Et elle s'approcha du lit d'où chaque jour elle aidait la paralytique à descendre: et elle la vit, l'œil fixe, les tempes blêmes, la ligne courbe de ses lèvres impassibles et hautaines tremblante, tremblante comme quand le sanglot qu'on dévore s'entasse dans nos cœurs et va en sortir.
--Tenez, tenez, mère Clotte, dit l'enfant, écoutez: voici l'agonie!
Et, en effet, le vent qui venait du côté de Blanchelande apportait les sons de la cloche qui sonnait le trépas de Jeanne-Madelaine avec ces intervalles sublimes toujours plus longs à mesure qu'on avance dans cette sonnerie lugubre qui semble distiller la mort dans les airs et la verser par goutte, à chaque coup de cloche, dans nos cœurs.
Rien à ce moment, dans les campagnes toujours si tranquilles d'ailleurs, n'empêchait d'entendre les sons poignants de lenteur et brisés de silence qui finissent par un tintement suprême et grêle comme le dernier soupir de la vie au bord de l'éternité. Le matin, gris avant d'être rose, commençait de s'emplir des premiers rayons d'or de la journée et retenait encore quelque chose du calme sonore et vibrant des nuits. Les sons de la cloche mélancolique, toujours plus rares, passaient par la porte laissée ouverte derrière la petite Ingou et venaient mourir sur ce grabat, où un cœur altier, qui avait résisté à tout, se brisait enfin dans les larmes, et allait comprendre ce qu'il n'avait jamais compris, le besoin brûlant et affamé d'une prière.
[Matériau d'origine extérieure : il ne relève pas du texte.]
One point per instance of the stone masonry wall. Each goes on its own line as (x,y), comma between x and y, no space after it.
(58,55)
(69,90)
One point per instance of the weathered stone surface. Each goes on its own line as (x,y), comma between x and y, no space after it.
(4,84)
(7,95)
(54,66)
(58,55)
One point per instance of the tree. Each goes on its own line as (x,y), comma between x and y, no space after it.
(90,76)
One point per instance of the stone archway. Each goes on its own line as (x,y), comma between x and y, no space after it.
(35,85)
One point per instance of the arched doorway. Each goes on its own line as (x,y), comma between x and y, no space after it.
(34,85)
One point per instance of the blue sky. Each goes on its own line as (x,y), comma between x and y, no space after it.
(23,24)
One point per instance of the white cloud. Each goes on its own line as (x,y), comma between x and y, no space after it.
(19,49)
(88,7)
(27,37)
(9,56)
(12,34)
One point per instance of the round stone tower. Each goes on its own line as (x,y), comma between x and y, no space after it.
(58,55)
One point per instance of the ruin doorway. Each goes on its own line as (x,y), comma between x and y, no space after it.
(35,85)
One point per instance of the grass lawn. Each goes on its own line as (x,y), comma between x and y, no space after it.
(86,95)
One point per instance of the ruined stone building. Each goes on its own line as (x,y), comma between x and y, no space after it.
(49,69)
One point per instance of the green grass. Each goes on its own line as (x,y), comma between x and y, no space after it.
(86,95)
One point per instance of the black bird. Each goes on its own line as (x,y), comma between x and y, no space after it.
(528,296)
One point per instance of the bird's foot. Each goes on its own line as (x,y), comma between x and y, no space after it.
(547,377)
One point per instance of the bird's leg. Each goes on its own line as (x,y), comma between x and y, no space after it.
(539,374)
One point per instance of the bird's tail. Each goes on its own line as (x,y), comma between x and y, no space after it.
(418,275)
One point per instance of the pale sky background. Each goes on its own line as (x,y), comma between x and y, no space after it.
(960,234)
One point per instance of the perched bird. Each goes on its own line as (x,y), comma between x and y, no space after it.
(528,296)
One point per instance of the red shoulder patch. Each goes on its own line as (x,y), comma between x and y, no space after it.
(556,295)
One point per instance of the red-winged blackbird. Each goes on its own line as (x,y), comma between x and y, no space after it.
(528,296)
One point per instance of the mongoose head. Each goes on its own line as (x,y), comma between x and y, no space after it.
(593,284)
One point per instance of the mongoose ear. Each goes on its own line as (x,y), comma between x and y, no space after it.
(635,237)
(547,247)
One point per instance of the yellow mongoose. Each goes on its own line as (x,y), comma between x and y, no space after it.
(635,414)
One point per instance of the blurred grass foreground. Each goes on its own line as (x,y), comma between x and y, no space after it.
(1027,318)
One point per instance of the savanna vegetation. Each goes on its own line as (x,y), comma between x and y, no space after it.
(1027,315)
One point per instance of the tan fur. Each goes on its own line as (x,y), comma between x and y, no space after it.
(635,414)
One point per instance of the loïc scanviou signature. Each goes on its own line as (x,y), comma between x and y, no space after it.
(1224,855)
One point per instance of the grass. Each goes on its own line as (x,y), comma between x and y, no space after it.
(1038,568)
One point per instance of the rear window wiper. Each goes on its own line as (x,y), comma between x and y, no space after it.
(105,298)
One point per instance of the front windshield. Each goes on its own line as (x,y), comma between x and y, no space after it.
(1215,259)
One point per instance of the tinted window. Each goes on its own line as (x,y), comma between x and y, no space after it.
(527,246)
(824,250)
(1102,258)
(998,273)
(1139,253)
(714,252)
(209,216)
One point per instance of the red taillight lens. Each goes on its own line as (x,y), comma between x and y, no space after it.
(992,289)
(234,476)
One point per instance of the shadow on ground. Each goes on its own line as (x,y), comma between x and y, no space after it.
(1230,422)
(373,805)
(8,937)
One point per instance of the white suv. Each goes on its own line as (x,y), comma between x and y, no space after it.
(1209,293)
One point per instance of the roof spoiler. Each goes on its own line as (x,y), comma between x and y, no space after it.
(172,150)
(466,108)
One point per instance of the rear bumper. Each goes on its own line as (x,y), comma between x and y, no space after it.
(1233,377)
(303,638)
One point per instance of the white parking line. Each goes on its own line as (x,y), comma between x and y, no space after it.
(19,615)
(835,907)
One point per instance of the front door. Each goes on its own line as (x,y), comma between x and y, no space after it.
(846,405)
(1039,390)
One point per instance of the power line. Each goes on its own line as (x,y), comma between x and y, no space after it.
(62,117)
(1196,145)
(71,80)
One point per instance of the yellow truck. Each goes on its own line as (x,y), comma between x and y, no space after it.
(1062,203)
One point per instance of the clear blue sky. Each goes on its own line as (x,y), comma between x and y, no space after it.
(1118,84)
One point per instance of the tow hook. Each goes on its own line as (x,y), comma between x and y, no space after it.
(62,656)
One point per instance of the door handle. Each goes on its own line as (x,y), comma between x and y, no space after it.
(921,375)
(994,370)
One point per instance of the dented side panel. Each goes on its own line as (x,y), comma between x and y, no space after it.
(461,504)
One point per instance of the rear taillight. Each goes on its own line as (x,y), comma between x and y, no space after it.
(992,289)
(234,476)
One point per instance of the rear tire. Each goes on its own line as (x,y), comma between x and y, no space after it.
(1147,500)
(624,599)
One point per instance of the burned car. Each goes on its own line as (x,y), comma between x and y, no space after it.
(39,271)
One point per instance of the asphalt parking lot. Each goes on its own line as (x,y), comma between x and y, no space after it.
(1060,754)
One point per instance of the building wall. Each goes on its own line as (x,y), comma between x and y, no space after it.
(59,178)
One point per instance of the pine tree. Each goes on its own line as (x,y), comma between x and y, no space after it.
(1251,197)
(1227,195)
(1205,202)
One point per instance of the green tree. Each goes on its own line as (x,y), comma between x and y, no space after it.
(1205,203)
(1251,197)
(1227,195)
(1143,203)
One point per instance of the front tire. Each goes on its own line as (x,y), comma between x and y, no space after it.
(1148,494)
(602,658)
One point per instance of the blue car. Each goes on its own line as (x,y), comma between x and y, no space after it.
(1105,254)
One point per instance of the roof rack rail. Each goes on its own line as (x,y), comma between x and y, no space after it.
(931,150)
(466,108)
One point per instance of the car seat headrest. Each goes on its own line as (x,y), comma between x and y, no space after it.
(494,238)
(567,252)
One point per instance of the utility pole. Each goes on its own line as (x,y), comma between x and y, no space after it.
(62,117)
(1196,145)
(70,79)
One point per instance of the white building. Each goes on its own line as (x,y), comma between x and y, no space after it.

La Clotte se souleva à ces sons qui disaient que Jeanne ne se relèverait jamais plus.
--Je ne suis pas digne de prier pour elle, fit-elle alors, comme si elle était seule; la pleurer, oui! Et elle passa ses mains sur ses yeux où montaient des larmes, et elle regarda ses mains mouillées avec un orgueil douloureux, comme si c'était une conquête pour elle que des pleurs!--Qui m'aurait dit pourtant que je pleurerais encore?... Mais prier pour elle, je ne puis, j'ai été trop impie; Dieu rirait de m'entendre si je priais! Il sait trop qui j'ai été et qui je suis pour écouter cette voix souillée qui ne lui a jamais rien demandé pour Clotilde Mauduit, mais qui lui demanderait, si elle osait, sa miséricorde pour Jeanne-Madelaine de Feuardent!
Et comme la proie d'une idée subite:--Écoute, Petiote, lui dit-elle en prenant les mains de l'enfant dans les siennes, tu vaux mieux que moi. Tu n'es qu'une enfant; tu as l'âme innocente: à ton âge, on me disait que Dieu, venu sur la terre, aimait les enfants et les exauçait. Agenouille-toi là et prie pour elle!
Et avec ce geste souverain qu'elle avait toujours gardé au sein des misères de sa vie, elle fit tomber l'enfant à genoux au bord de son lit.